The performance by Naomi Sullivan and Luke Newby of Clare Loveday's City Deep for baritone saxophone and clarinet perhaps best captured the spirit of the festival. The work was commissioned in 2018 as part of the Sounding Cities project, a collaborative exchange between Johannesburg and Birmingham of musical evocations of city life run by Newby and Sullivan. Reflecting on Johannesburg, City Deep did not evoke the African metropolis through city-music clichés like honking car horns or impressions of smoggy urban skylines. Rather, Loveday took us below the conurbation, into the vast networks of mining tunnels left by the (in)famous gold industry.
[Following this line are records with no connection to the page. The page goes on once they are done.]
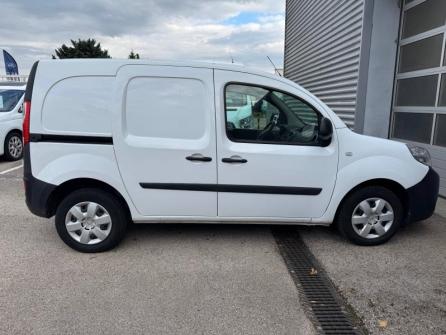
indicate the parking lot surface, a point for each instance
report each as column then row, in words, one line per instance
column 163, row 279
column 401, row 284
column 207, row 279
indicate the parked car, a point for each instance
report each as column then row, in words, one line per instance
column 113, row 141
column 11, row 115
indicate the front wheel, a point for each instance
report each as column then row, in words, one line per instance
column 91, row 220
column 370, row 216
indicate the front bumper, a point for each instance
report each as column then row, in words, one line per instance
column 422, row 197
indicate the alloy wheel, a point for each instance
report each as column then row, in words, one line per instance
column 88, row 223
column 372, row 218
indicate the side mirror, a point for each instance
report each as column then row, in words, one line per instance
column 325, row 131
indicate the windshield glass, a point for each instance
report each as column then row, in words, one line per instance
column 9, row 99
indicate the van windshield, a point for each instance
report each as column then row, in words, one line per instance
column 9, row 99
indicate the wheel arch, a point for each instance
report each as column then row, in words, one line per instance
column 392, row 185
column 67, row 187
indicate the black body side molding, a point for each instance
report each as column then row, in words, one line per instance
column 234, row 188
column 70, row 139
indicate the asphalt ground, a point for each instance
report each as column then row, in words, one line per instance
column 207, row 279
column 163, row 279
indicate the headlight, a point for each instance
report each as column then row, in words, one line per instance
column 420, row 154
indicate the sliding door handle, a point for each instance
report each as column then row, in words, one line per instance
column 234, row 159
column 198, row 158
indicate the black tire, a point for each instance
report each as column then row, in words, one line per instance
column 109, row 202
column 8, row 154
column 345, row 213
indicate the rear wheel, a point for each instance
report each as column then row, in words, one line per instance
column 91, row 220
column 370, row 216
column 13, row 146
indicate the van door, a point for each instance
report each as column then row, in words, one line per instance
column 164, row 139
column 270, row 164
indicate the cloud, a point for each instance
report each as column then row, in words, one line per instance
column 246, row 30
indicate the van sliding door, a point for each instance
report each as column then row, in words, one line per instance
column 164, row 139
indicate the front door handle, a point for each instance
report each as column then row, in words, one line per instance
column 234, row 159
column 198, row 158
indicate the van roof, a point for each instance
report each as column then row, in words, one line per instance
column 12, row 86
column 115, row 64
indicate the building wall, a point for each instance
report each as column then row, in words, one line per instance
column 376, row 77
column 323, row 50
column 419, row 105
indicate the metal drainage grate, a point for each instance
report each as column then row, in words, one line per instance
column 324, row 305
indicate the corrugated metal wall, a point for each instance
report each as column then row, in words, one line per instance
column 322, row 50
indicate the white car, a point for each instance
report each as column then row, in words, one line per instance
column 113, row 141
column 11, row 116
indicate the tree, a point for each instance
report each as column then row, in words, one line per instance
column 133, row 55
column 82, row 49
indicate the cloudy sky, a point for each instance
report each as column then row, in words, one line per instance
column 246, row 30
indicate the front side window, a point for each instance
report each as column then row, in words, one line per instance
column 9, row 99
column 258, row 114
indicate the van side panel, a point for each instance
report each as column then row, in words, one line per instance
column 78, row 105
column 71, row 126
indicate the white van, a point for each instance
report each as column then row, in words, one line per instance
column 11, row 116
column 113, row 141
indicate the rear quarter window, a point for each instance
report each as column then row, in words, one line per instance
column 173, row 108
column 9, row 99
column 79, row 105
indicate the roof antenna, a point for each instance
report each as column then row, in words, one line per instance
column 276, row 70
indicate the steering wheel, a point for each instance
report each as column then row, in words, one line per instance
column 269, row 127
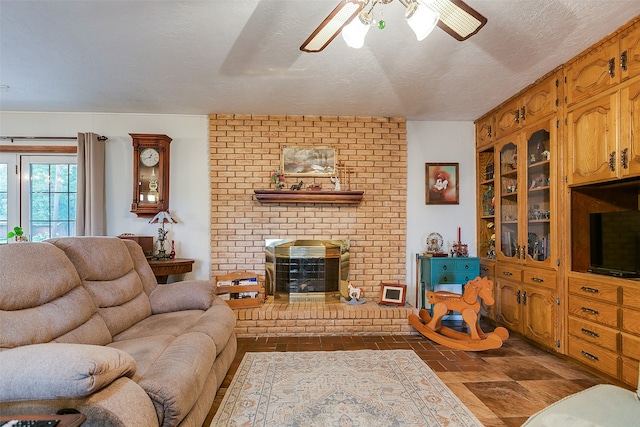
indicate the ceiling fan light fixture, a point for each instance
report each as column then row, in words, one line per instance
column 421, row 19
column 355, row 32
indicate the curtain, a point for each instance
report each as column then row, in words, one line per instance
column 90, row 206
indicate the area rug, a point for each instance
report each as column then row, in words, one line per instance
column 364, row 388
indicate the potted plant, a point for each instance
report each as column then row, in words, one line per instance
column 18, row 234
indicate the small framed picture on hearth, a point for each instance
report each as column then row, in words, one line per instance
column 442, row 184
column 392, row 294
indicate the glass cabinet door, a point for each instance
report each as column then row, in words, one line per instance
column 539, row 196
column 509, row 246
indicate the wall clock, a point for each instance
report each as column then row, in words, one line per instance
column 150, row 173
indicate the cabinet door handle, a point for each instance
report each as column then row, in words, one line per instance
column 612, row 161
column 624, row 158
column 590, row 333
column 589, row 310
column 589, row 355
column 612, row 67
column 623, row 60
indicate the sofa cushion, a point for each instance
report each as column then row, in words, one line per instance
column 217, row 323
column 42, row 298
column 106, row 268
column 172, row 370
column 53, row 370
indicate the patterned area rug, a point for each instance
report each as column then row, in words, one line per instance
column 364, row 388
We hear thumping pneumatic drills at the start of the piece, which, through a series of contrasting episodes, eventually dissipate into eerie mine winds. The work, like the festival's programme overall, gave us the unexpected face of a familiar image; it told us, quite literally, to look below the surface that we so comfortably depend on.

Although cast in a fairly accessible tonal language, the work did flirt with experimental extended techniques for both instruments. Yet instead of sounding like a hangover from the bygone avant-garde (which, let's face it, clicking instrument keys and breath sounds more often than not tend to evoke), Newby and Sullivan brilliantly wove these into the fabric of the work: they sounded like just another hue in a rich and expressive palette of tone colours. Indeed, the performers were master painters here. Newby's warm and singing clarinet tone, as well as his effortless navigation of long melodic arcs, was contrasted by the focused and gripping punch of Sullivan's baritone sax playing. Clearly new music sits comfortably under these two performers' fingers, which in turn allowed them compellingly to guide the audience across the work's unknown ground.

Newby's fluency in the difficult language of the musical avant-garde came out especially strongly in his solo performance of Andile Khumalo's Tracing Hollow Traces, a work deeply indebted to the spectral music of composers such as Gérard Grisey and Tristan Murail. Although incredibly abstract, Newby's controlled and easy negotiation of this hazardous score revealed the work's subtle and gentle beauty in the way it shyly plays with minute fragments of sound.

Other highlights of the day's programme included two works by Kevin Volans, Passi Leggeri for solo violin performed by Lieva Starker and Asanga for percussion performed by Gloria Yehilevsky. The group of classical pieces were bookended by jazz sets of which the evening's performance by the Bokani Dyer Trio, a relatively young outfit from Johannesburg, was the main attraction. And rightly so: Dyer's expression was tender and unassuming, but loaded with emotional gravitas and delivered with virtuosic ease.

The festival was a poignant reminder that cultural exchange can bear incredible results. It also showed us that there is no need to pull out the stereotypes when programming (South) African music. There's a lot there. All we must do is leave our preconceptions at home and listen carefully.